ExMatEx

Exascale Co-Design Center for Materials in Extreme Environments

About ExMatEx

This document originally published at Los Alamos as LALP-11-020. PDF version.

Abstract

Exascale computing presents an enormous opportunity for solving some of today’s most pressing problems, including clean energy production, nuclear reactor lifetime extension, and nuclear stockpile aging. At their core, each of these problems requires the prediction of material response to extreme environments. Our Center’s objective is to establish the interrelationship between software and hardware required for materials simulation at the exascale while developing a multiphysics simulation framework for modeling materials subjected to extreme mechanical and radiation environments. This will be accomplished via a focused effort in four primary areas:

  • Scale-bridging algorithms: Our science strategy is a UQ-driven adaptive physics refinement in which coarse-scale simulations spawn sub-scale direct numerical simulations as needed.
  • Programming models: This task-based approach leverages the extensive concurrency and heterogeneity expected at exascale while enabling fault tolerance within applications.
  • Proxy applications: Proxy apps and kernels play a key role in our co-design process, as they are the main mechanism for exploring algorithm design space and communicating the application workload to the hardware architects and system software developers.
  • Co-design analysis and optimization: Performance models, simulators (from node- to system-level, including exascale complexity), and scalable analysis tools will inform a co-optimization loop to address the challenges of power, resiliency, concurrency, and heterogeneity that will characterize exascale platforms.

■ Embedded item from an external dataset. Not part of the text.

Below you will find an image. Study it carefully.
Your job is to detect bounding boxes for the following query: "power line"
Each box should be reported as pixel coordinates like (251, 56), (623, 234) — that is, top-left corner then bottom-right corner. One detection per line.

The programming models and approaches developed to achieve this will be broadly applicable to a variety of multiscale, multiphysics applications beyond the materials science ones addressed here.

Science Strategy

Our adaptive physics refinement technique is illustrated in Fig. 1 for a high strain-rate loading problem in which the coarser-scale model, for example a finite element method, spawns finer-scale crystal plasticity or atomistic models as needed when the standard empirical constitutive model is less accurate, for instance in the vicinity of shock fronts. Such a procedure may be carried through multiple levels of refinement, or applied to the time domain, using ab initio techniques to compute activation energies for a rate theory or kinetic Monte Carlo model.

Proxy Applications

Our multi-institutional team will also leverage considerable experience in petascale simulation and vendor interaction to create flexible proxy applications (“apps”) that encompass both Gordon Bell Prize-winning single-scale applications that achieve petascale performance using single program multiple data (SPMD) approaches, as well as a scale-bridging prototype that represents the asynchronous task-based multiple program multiple data (MPMD) programming model that avoids bulk synchronous parallelism and is more likely to survive the transition to exascale. These two classes of proxy apps will target distinct hardware characteristics: node-level data structures, memory and power management for the single-scale SPMD apps (e.g. molecular dynamics), and system-level data movement, fault management, and load balancing for the scale-bridging MPMD apps. The proxy apps are a condensation of the “real” apps that capture the broader workflow but are built to readily explore strategies such as data layout and solution algorithms, and overlay strategies for fault and power management.

Co-Design Strategy

Borrowing from agile development concepts, we will establish and execute a continuous (i.e., throughout the project lifetime) algorithm/hardware modeling, evaluation, optimization, and synthesis loop (Fig. 2), including optimization for performance, memory and data movement, power, and resiliency. Proxy applications and performance models/simulators will be used to introduce a realistic domain workload into the exascale hardware and software stack development process at an early stage, and enable real scientific applications ready when exascale platforms become available.

The proxy apps will be used to explore the breadth of algorithm space (including programming models and other implementation choices), and will be co-optimized together with the emerging vendor architecture designs with respect to price, power (energy consumption), performance (time-to-solution), and resilience (robustness under node- and system-level jitter, faults, and other cross-cutting challenges) within the externally imposed constraints (“P3R” optimization).

Opportunities for Collaboration

We anticipate several potential areas of synergy with ASCR-supported exascale computer science research. These include, but are not limited to:

X-Stack Software
  • Task-based programming models, frameworks, compilers, and debugging tools.
  • Runtime systems enabling task-based resource allocation and management.
  • Scalable tools for analyzing workflow characteristics and performance.
  • Novel tools for “stress-testing” application and software stack resiliency at scale.
  • Co-design of fault and power management strategies that share responsibility between applications, OS/runtime system, and hardware-level instructions/signals.
Advanced Architectures
  • Utilizing single-scale SPMD and scale-bridging MPMD proxy applications to evaluate power and heat management strategies, as with Sandia’s Structural Simulation Toolkit (SST).
  • Co-design of fault and power management strategies that share responsibility between applications, OS/runtime system, and hardware-level instructions/signals.
Scientific Data Management & Analysis
  • In situ visualization and analysis techniques exploiting the same task-based paradigm as our adaptive physics refinement technique.
  • Data analysis and visualization techniques for multi-scale, multi-physics simulations.